The Russian air force’s military transport aviation branch has been significantly expanded in recent years. In addition to its traditional troop transport function, it now also operates AWACS planes and is responsible for transporting airborne troops.
The mainstay of the existing transport fleet is the Il-76. The number of these actually in service is very hard to come by. I’ve seen estimates ranging from 86 to 210, with warfare.ru having estimates at the lower end of the range and flightglobal.com at the higher end. These aircraft still have 2-3 decades of life, so there is no need for a wholesale replacement, though they may all receive new engines at some point. There are also plans to buy 35-40 Il-476 planes, which are basically Il-76s with improved engines and electronics. Plans call for serial production of these to start in 2014, though there have been numerous delays as the result of the transfer of manufacturing of these planes from Tashkent to Ulyanovsk.
Transport aviation also operates a variety of Ukrainian-built Antonov planes, largely left over from the Soviet days. Plans to replace them with more modern variants have been in flux over recent years. They include 39 (or less believably 140) An-12s, which were recently grounded after a civilian An-12 crashed in Magadan following an engine fire. Lighter planes include 60-80 An-24/26 variants and around 100 An-2s that were previously subordinated to the Airborne troops. Plans to replace the An-24/26s with up to 70 new Il-112s were suspended in May 2011 in favor of a purchase of just 7 An-140s from Ukraine.
Heavy lift planes include 5-6 An-24s and approximately 15-20 An-124s. While there were previously plans to restart production of An-124s, these have been suspended in favor of modernizing the existing fleet. There has also been some on-again off-again interest in buying medium range An-70 planes from Ukraine. Most recently, this seems to be back on, with as many as 60 planes ordered for 2015-16 delivery.
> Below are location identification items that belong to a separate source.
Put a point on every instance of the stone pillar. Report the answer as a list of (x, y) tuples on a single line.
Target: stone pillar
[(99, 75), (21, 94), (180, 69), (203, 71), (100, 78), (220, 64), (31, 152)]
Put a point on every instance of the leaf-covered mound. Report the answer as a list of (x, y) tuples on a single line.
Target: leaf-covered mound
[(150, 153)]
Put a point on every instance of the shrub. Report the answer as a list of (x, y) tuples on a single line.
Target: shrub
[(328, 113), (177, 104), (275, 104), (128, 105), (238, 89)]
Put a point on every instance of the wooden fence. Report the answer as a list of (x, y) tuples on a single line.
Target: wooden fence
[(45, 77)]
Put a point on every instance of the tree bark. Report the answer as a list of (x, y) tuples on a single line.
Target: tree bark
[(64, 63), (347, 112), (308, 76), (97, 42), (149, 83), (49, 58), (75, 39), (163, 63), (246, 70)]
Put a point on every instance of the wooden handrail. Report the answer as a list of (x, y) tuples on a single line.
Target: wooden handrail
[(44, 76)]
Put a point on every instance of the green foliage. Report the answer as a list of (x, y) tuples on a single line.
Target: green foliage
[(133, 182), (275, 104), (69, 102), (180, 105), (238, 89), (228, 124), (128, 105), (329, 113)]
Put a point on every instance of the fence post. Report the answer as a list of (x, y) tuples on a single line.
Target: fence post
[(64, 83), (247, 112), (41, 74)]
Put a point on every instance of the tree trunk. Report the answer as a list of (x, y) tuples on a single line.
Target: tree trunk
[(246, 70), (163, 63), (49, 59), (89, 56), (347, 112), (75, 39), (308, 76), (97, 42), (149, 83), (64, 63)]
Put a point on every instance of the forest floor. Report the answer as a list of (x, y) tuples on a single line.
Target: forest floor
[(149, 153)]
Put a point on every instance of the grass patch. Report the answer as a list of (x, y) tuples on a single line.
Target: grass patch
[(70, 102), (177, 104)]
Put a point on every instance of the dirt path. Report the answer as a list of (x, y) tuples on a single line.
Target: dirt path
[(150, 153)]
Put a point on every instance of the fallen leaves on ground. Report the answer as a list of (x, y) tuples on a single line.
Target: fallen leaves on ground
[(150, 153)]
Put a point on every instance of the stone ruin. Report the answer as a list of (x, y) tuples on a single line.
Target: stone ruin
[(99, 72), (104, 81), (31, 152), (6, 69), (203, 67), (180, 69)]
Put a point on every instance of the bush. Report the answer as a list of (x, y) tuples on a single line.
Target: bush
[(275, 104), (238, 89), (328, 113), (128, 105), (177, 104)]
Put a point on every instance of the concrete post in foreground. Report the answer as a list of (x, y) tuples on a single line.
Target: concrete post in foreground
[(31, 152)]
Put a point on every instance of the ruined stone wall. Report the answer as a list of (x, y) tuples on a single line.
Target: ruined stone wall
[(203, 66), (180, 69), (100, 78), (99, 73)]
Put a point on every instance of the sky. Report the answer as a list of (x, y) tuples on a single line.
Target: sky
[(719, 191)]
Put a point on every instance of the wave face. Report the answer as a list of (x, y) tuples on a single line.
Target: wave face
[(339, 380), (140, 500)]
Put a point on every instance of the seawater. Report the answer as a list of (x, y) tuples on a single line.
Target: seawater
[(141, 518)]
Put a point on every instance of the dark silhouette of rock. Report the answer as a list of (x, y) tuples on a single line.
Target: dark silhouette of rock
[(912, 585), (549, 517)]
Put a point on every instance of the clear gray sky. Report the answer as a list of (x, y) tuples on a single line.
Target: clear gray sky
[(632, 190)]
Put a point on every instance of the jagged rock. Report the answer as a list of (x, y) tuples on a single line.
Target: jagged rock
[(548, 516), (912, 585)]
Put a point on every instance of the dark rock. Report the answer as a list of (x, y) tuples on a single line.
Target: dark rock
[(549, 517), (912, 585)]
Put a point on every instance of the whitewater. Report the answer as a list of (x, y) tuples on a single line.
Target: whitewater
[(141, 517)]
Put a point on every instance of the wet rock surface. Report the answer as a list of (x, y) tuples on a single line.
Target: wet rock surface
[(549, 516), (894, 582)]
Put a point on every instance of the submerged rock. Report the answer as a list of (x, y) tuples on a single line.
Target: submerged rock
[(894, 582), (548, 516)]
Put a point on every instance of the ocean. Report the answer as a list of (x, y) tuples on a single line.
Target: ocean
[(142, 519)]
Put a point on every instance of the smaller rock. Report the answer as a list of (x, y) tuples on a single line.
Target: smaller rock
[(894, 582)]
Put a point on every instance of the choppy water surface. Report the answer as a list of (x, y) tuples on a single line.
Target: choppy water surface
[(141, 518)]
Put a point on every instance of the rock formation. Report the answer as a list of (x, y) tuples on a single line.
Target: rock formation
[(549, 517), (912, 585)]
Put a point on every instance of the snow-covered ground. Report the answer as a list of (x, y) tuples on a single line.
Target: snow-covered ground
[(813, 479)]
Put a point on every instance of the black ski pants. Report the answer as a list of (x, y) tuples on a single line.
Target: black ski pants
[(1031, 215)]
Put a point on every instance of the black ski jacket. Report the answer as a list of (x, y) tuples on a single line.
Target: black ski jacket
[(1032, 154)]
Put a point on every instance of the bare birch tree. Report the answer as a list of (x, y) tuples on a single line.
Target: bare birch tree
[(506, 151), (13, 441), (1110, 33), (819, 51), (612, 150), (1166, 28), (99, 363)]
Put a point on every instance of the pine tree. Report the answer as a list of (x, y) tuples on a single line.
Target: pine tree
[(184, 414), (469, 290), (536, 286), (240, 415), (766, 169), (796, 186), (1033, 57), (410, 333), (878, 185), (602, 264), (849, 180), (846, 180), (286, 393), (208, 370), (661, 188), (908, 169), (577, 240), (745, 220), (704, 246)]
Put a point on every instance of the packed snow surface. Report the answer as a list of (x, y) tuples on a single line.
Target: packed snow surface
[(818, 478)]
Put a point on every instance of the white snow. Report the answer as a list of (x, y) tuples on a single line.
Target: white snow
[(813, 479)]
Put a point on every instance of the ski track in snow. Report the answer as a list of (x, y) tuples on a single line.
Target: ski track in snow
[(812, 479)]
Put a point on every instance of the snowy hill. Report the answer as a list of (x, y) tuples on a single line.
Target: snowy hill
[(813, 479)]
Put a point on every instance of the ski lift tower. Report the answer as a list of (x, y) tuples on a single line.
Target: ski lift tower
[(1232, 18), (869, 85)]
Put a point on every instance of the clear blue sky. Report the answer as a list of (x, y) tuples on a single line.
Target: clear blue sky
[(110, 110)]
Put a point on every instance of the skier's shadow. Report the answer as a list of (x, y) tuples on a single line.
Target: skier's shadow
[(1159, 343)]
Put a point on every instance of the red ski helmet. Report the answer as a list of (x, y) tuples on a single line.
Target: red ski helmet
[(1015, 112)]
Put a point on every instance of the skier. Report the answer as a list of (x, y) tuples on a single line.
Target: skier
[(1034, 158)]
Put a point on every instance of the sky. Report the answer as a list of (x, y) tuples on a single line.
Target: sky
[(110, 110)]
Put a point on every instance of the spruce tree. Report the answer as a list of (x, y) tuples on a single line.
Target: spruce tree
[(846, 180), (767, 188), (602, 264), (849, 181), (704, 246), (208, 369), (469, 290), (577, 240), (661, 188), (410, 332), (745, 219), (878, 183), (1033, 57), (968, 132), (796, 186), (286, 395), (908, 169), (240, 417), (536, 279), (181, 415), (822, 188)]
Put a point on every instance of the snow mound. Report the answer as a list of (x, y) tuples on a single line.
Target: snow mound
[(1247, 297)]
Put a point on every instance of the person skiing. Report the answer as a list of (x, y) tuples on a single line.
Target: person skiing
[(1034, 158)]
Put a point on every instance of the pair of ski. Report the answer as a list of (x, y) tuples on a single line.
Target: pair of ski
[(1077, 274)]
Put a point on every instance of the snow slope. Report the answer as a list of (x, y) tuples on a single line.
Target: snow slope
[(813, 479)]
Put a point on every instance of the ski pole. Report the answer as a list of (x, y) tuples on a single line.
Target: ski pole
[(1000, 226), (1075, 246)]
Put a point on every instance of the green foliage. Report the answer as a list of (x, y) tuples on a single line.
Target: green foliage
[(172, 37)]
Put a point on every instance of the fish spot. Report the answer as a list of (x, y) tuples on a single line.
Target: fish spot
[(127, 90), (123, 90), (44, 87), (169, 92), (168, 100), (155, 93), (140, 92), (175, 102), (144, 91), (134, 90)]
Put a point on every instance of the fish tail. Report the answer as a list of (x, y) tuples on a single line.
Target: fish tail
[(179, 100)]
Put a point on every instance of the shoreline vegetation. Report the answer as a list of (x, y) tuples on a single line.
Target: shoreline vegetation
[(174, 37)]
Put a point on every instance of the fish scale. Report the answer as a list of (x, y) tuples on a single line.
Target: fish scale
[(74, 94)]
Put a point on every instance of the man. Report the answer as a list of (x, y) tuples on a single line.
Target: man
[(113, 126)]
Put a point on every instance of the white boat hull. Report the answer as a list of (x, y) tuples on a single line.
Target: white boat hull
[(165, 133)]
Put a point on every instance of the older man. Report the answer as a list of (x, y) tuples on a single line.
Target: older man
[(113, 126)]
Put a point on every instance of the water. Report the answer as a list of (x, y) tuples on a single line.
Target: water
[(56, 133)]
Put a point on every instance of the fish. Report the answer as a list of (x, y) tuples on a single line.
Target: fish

The Russian military has a severe shortage of refueling planes, with only 20 or so Il-78 tankers available. Most of these are committed to serving long range aviation, which limits their ability to train with combat and transport aircraft. There are currently no known plans to increase this capability.
In terms of AWACS planes, transport aviation now operates 12 A-50 aircraft, including one modernized A-50U variant. A second is currently in the process of being modernized. In the medium term, the military plans to produce a new generation A-100 AWACS plane based on the Il-476.
Finally, I should briefly address the situation with trainer aircraft. They don’t really fit in with transport aviation, but there wasn’t any particularly good place to slot them in. The air force is currently in the middle of replacing its old L-39 Czechoslovakian trainers with Yak-130s. These are considered far superior to the older planes in their capabilities, especially in regard to training pilots to fly fourth and fifth generation combat aircraft. 72 Yak-130s have been ordered for delivery over the next few years, and a total of up to 200 may be built in the long term. Serial production began in 2009 and the first four were delivered in 2010. However, one of these new planes crashed in May 2010 because of a problem with its control systems, which led the planes to be grounded indefinitely and for production to be halted while the problems are resolved. It seems that flights have not yet resumed, though some reports indicate that 11 Yak-130s are now in service in the air force. In the end, there is no real alternative to this plane for the Russian air force.